Faculty of Nursing, Mansoura University, Mansoura, Egypt.
Faculty of Nursing, Arab American University, Jenin, Occupied Palestinian Territory.
Inquiry. 2022 Jan-Dec;59:469580221144078. doi: 10.1177/00469580221144078.
Patient handover, which is a method of moving the clinical data of patients to another individual or professional community, is a high-risk area for the safety of patients due to errors which can happen during staff break time, changeover shifts, and when patients are moved in and out of units. Standards for critical care nurses will improve bedside handover due to the presence of clear plans implemented by nurses who are well informed about them. To develop nursing standards for maintaining handover in the intensive care unit. A methodological and cross-sectional study was conducted at Mansoura University Hospital and included 15 experts and 150 staff nurses. Twelve items were excluded from the tool because their CVR ratio was less than 0.7. Therefore, after eliminating 12 items, the number of tool items produced was 66. The Kaiser-Meyer-Olkin value = 0.713, with the recommended value being 0.6 or above. The cut-off score for the analysis model was 0.3, and the KMO value criterion was greater than 1, which defined eight-factor loadings as the best fit for the results, accounting for 69.5% of the variance. The aim of this study was satisfactorily achieved, with 0.9055 validity and reliability for the handover instrument, which consisted of 60 items with a total reliability score.

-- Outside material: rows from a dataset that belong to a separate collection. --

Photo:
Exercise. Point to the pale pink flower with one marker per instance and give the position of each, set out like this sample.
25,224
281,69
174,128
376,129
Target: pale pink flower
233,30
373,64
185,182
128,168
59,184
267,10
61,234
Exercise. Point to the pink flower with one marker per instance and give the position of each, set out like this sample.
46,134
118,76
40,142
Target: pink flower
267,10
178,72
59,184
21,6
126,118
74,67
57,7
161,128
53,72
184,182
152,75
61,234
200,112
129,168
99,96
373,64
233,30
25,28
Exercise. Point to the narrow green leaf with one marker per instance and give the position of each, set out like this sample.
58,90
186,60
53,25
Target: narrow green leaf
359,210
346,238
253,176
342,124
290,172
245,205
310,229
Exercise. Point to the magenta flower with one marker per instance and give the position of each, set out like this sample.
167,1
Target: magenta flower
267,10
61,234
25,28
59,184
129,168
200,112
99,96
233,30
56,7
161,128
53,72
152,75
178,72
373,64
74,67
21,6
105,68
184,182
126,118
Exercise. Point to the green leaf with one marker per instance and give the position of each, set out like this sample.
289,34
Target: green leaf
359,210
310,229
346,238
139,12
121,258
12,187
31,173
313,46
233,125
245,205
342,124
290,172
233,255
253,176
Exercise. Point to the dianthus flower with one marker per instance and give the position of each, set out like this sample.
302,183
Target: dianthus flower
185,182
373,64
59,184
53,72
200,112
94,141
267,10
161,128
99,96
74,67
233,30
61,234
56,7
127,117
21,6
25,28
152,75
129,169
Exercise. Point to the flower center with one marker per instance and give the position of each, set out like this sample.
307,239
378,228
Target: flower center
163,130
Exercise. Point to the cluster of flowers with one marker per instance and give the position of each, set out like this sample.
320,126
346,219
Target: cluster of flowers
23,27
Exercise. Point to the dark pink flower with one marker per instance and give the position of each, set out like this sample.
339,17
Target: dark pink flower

患者交接是将患者的临床数据移交给另一个个体或专业社区的方法,由于在员工休息时间、换班时以及患者在单位内外移动时可能发生的错误,因此是患者安全的高风险领域。由于接受过培训且对其了解清楚的护士制定了明确的计划,因此对重症监护护士的标准将提高床边交接的质量。在曼苏拉大学医院进行了一项方法学和横断面研究,包括 15 名专家和 150 名护士。由于其 CVR 比小于 0.7,因此该工具中的 12 项被排除在外。因此,排除 12 项后,工具的项目数为 66。Kaiser-Meyer-Olkin 值为 0.713,建议值为 0.6 或更高。分析模型的截止分数为 0.3,KMO 值标准大于 1,这定义了 8 个因素负荷作为结果的最佳拟合,占方差的 69.5%。这项研究的目的令人满意地实现了,交接工具的有效性和可靠性为 0.9055,包含 60 个项目和总可靠性评分。